3. How does childhood shape the adults we become?

Well, I’m not a psychologist, just a novelist, so I can only answer that question the way a novelist would answer it: We are who we believe we are, at least to a large degree.  And childhood is where we begin that process of self-definition.  We get told some specifics by parents and teachers - that we are bookish, for instance, or good at sports or bad at math - and we also arrive fairly early at some general assumptions based on other people’s reactions to us.  That we are easy-going, clumsy, ugly, charming, etc.   From there we decide what we can expect from life and behave accordingly. 

As we get older, though, those perceptions are usually challenged by people who see us differently than we see ourselves, and by events that force us to respond in ways we haven’t before.  This is precisely the action of novels, where characters are placed in situations where they cannot operate by old definitions or values but have to find new ways of coping with and understanding the world.  In novels all this questioning and redefining eventually makes sense, however, which unfortunately is not always true of life.

4. Did you intend the Twain sisters' story to intrude more into the novel?  How does it relate to Cynthia and Frances' stories?

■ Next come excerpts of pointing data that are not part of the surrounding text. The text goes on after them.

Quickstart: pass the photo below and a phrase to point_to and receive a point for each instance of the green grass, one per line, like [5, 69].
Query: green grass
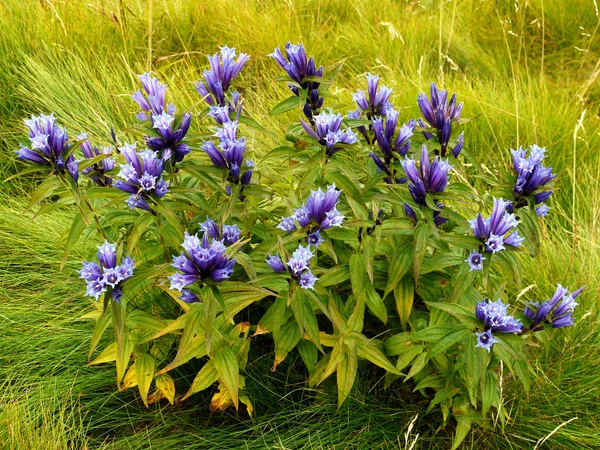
[527, 71]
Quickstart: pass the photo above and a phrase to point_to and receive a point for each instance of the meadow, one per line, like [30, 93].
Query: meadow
[527, 72]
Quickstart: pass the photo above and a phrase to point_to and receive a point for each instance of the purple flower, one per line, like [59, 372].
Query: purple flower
[532, 175]
[375, 101]
[499, 229]
[202, 260]
[441, 115]
[304, 75]
[485, 340]
[328, 131]
[49, 145]
[188, 296]
[494, 316]
[230, 153]
[557, 311]
[319, 212]
[170, 131]
[542, 210]
[298, 266]
[275, 262]
[97, 171]
[314, 238]
[141, 176]
[230, 234]
[224, 67]
[107, 274]
[475, 260]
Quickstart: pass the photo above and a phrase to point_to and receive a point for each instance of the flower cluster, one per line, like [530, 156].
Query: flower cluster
[141, 177]
[391, 147]
[475, 260]
[170, 132]
[499, 229]
[224, 67]
[297, 266]
[49, 144]
[230, 154]
[429, 178]
[97, 171]
[202, 260]
[328, 131]
[532, 176]
[556, 311]
[495, 318]
[230, 234]
[107, 276]
[440, 116]
[302, 71]
[319, 212]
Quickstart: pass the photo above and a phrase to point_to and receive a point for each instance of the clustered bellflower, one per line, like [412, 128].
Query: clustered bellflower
[556, 311]
[475, 260]
[328, 131]
[230, 153]
[532, 177]
[170, 132]
[203, 260]
[106, 276]
[429, 178]
[299, 67]
[224, 67]
[97, 171]
[141, 177]
[496, 319]
[440, 116]
[391, 147]
[229, 235]
[499, 229]
[319, 212]
[49, 143]
[297, 266]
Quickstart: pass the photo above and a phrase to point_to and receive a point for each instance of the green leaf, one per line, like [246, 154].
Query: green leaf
[305, 317]
[144, 370]
[286, 105]
[205, 378]
[366, 349]
[166, 385]
[227, 367]
[400, 262]
[404, 293]
[422, 231]
[346, 370]
[44, 190]
[101, 326]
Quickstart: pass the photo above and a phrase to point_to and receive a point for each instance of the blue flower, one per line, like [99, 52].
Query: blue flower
[49, 144]
[494, 316]
[298, 266]
[201, 261]
[141, 177]
[557, 311]
[299, 68]
[475, 260]
[97, 171]
[328, 131]
[485, 340]
[499, 229]
[440, 116]
[230, 234]
[230, 153]
[107, 274]
[223, 69]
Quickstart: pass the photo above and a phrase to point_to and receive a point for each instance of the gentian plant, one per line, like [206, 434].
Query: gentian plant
[361, 242]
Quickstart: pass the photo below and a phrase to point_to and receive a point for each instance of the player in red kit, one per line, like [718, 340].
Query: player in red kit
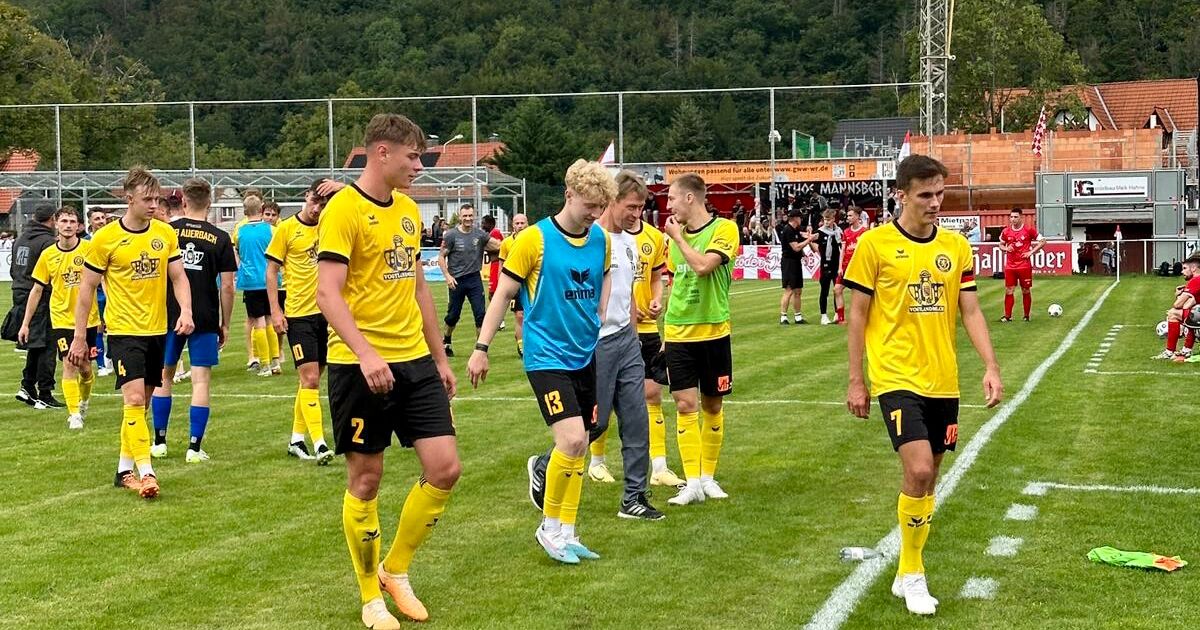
[849, 241]
[1185, 299]
[1020, 241]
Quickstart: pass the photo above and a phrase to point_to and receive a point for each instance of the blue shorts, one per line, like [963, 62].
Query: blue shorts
[202, 348]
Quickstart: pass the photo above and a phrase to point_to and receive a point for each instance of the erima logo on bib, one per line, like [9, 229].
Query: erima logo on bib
[580, 276]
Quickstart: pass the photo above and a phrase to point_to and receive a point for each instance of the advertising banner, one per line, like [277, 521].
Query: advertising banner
[430, 264]
[762, 262]
[1055, 259]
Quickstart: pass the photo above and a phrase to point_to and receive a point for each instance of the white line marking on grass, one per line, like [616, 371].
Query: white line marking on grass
[1018, 511]
[1038, 489]
[1005, 546]
[531, 399]
[850, 592]
[979, 588]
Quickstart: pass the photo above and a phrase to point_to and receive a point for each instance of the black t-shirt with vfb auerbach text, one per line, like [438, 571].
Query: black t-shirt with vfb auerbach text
[207, 251]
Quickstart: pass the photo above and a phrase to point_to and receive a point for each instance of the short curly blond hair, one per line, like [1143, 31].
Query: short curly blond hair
[592, 181]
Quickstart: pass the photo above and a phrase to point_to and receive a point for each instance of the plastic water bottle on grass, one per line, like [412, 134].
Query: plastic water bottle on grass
[858, 553]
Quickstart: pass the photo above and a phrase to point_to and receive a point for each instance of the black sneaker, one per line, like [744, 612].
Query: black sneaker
[640, 508]
[537, 483]
[52, 402]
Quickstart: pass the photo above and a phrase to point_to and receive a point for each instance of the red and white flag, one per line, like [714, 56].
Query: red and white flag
[1039, 132]
[610, 155]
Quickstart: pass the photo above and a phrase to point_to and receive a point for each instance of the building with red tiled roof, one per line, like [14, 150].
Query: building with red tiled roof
[1135, 105]
[16, 162]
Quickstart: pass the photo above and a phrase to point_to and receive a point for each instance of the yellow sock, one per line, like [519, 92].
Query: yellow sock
[297, 414]
[310, 408]
[558, 475]
[360, 523]
[573, 495]
[85, 383]
[915, 515]
[136, 436]
[262, 349]
[712, 435]
[658, 431]
[423, 508]
[689, 443]
[273, 343]
[598, 447]
[71, 393]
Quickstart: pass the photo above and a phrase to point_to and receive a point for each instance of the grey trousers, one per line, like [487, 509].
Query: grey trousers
[621, 377]
[621, 388]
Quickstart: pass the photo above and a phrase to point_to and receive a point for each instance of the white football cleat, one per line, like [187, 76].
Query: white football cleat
[690, 493]
[712, 490]
[916, 594]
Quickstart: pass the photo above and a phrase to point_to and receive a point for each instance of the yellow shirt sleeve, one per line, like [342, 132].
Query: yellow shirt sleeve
[725, 240]
[277, 250]
[97, 257]
[525, 257]
[863, 267]
[966, 263]
[336, 232]
[41, 273]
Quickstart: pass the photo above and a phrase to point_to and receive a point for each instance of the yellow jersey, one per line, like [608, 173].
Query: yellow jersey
[381, 244]
[522, 262]
[699, 306]
[60, 271]
[911, 325]
[294, 247]
[652, 255]
[135, 269]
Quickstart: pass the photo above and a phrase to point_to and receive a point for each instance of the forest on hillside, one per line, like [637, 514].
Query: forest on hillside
[105, 51]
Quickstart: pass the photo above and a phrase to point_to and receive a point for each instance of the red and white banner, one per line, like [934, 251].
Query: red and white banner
[762, 262]
[1055, 259]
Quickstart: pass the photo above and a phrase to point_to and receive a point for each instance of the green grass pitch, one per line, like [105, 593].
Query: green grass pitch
[252, 539]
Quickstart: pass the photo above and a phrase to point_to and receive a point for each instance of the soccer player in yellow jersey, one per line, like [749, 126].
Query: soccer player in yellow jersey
[294, 247]
[388, 371]
[60, 268]
[135, 255]
[696, 327]
[519, 223]
[910, 282]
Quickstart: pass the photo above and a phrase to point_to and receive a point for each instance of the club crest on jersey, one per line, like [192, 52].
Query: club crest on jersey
[400, 259]
[144, 268]
[927, 294]
[580, 276]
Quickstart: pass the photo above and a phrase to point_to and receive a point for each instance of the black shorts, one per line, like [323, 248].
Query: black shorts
[653, 357]
[136, 358]
[703, 364]
[256, 303]
[911, 417]
[792, 273]
[564, 394]
[309, 337]
[415, 408]
[64, 336]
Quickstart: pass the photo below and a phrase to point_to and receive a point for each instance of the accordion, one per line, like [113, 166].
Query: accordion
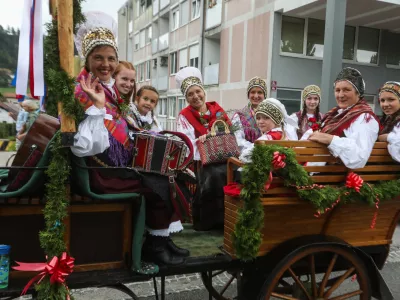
[162, 153]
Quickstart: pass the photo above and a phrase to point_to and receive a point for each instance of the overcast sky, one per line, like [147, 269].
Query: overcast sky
[11, 10]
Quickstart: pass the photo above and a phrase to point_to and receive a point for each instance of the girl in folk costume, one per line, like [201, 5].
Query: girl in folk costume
[244, 119]
[389, 99]
[309, 115]
[196, 121]
[125, 83]
[350, 129]
[272, 120]
[103, 137]
[142, 110]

I originally intended to write an historical novel about Mark Twain’s three daughters, but from the start I was bothered by the notion that I was only telling my version of what their lives had been like, that I would never really know who they were or how they felt about each other and their famous father.  In fact, the more I found out about them the less I trusted my assumptions about them.  They lived a hundred years ago.  Life is vastly different today.   The circumstances of their lives were nothing like the circumstances of mine.  Most writers of historical fiction make peace with this problem; I couldn’t.  So eventually I decided to write about the problem itself: specifically, whatever story you tell about someone’s life—even the story you tell about your own life—is just one version.  There is no “history” that is not subjective.  As Mark Twain himself remarked, “The very ink with which history is written is merely fluid prejudice.”

In terms of Cynthia and Frances, the problem of whose version is “the real story” provides most of the tension in the novel.  They perceive their shared history so differently that one has to wonder whether they shared a history at all, or inhabited parallel ones.

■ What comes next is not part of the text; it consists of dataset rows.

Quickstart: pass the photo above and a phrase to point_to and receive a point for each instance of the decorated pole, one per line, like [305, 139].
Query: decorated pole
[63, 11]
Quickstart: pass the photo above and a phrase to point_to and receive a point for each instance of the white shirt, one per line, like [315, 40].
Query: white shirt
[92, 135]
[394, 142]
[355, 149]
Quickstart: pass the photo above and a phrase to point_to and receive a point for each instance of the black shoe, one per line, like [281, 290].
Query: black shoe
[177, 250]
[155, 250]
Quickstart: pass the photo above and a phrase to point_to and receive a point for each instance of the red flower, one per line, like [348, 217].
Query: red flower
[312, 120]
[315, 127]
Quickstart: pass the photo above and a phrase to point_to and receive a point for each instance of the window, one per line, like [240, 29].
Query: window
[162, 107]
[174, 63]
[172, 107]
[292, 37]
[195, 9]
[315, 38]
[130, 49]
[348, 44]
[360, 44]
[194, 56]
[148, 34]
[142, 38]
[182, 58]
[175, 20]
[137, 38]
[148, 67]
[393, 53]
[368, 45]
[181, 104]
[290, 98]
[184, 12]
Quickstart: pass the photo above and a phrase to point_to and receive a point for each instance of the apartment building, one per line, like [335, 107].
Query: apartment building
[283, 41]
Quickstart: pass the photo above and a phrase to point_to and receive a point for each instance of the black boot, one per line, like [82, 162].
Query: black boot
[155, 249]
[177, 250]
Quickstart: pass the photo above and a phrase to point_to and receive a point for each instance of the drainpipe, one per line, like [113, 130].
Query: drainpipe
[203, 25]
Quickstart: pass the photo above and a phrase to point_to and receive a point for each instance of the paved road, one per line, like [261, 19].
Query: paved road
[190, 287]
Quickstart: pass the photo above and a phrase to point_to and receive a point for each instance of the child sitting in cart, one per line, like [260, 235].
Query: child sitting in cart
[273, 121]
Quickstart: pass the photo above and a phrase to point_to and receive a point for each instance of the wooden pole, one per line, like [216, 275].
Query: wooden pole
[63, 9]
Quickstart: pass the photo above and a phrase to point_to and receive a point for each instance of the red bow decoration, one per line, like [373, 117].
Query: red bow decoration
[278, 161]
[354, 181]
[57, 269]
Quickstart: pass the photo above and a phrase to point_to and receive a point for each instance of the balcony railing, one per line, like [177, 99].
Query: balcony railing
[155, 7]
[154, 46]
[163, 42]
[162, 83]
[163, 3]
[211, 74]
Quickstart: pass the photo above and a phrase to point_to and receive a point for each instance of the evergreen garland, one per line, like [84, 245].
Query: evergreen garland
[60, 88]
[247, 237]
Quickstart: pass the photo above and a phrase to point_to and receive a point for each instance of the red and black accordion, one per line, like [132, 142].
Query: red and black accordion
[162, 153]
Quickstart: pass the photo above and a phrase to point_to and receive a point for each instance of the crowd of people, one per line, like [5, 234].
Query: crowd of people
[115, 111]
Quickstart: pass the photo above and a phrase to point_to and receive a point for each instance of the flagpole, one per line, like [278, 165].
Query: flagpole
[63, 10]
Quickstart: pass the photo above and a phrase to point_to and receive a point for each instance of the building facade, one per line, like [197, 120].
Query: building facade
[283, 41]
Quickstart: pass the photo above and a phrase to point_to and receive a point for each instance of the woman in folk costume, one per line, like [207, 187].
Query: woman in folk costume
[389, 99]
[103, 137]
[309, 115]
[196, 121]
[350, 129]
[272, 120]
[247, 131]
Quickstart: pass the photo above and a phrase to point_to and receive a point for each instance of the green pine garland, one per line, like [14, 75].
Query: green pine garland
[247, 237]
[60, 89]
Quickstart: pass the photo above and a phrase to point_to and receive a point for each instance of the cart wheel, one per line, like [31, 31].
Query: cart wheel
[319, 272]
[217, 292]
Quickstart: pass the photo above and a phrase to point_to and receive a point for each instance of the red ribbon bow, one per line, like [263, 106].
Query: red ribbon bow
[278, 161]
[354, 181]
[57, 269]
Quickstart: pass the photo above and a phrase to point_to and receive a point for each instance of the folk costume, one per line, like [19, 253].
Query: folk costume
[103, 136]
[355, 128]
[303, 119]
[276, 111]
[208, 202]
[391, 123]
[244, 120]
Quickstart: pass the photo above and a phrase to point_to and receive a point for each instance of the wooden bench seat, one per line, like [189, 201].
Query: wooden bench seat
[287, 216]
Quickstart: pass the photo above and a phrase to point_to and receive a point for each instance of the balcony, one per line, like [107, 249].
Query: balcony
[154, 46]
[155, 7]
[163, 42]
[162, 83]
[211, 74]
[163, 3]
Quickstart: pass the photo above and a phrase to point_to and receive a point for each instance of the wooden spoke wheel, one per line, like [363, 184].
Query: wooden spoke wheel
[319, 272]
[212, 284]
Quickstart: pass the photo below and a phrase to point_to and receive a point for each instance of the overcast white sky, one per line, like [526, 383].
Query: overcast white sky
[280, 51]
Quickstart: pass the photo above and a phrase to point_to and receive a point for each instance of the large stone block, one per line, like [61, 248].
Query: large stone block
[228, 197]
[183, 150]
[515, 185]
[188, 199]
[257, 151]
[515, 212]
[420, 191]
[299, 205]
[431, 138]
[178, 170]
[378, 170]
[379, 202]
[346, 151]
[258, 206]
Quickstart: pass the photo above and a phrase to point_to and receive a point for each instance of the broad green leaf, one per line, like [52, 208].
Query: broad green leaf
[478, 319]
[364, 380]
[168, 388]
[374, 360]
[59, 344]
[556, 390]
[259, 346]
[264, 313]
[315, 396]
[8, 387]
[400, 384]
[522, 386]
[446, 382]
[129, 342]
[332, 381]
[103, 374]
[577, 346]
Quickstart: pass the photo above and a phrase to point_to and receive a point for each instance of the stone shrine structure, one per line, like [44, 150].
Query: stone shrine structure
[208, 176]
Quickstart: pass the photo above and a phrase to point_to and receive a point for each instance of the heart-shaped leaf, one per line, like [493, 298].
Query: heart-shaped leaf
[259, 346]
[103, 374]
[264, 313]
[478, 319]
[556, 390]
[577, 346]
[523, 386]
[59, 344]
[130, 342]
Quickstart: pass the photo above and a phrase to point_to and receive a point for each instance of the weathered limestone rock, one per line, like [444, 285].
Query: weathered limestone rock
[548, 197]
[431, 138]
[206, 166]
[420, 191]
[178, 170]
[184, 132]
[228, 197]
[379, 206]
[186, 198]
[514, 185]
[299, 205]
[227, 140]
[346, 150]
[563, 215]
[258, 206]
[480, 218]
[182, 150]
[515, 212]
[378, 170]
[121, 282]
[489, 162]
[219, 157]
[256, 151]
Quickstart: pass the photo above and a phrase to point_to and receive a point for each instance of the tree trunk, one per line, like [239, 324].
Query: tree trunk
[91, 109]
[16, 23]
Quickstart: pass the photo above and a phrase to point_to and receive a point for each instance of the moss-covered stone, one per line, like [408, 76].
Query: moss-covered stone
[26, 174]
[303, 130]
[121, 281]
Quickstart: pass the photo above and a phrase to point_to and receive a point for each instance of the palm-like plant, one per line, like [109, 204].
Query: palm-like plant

5.  Who do you want us to believe in at the end of the book?

Both of the sisters Cynthia and Frances are both telling the truth.  But it’s the truth of their emotional experience, not necessarily “factual” truth.  The story each of the sisters tells about the past is the story that makes sense to her and that has helped her accept the hand she’s been dealt in life.  Which doesn’t mean it’s a story she has to hang onto forever - we are always modifying the past based on what we encounter in the present, which is why the past stays so dynamic.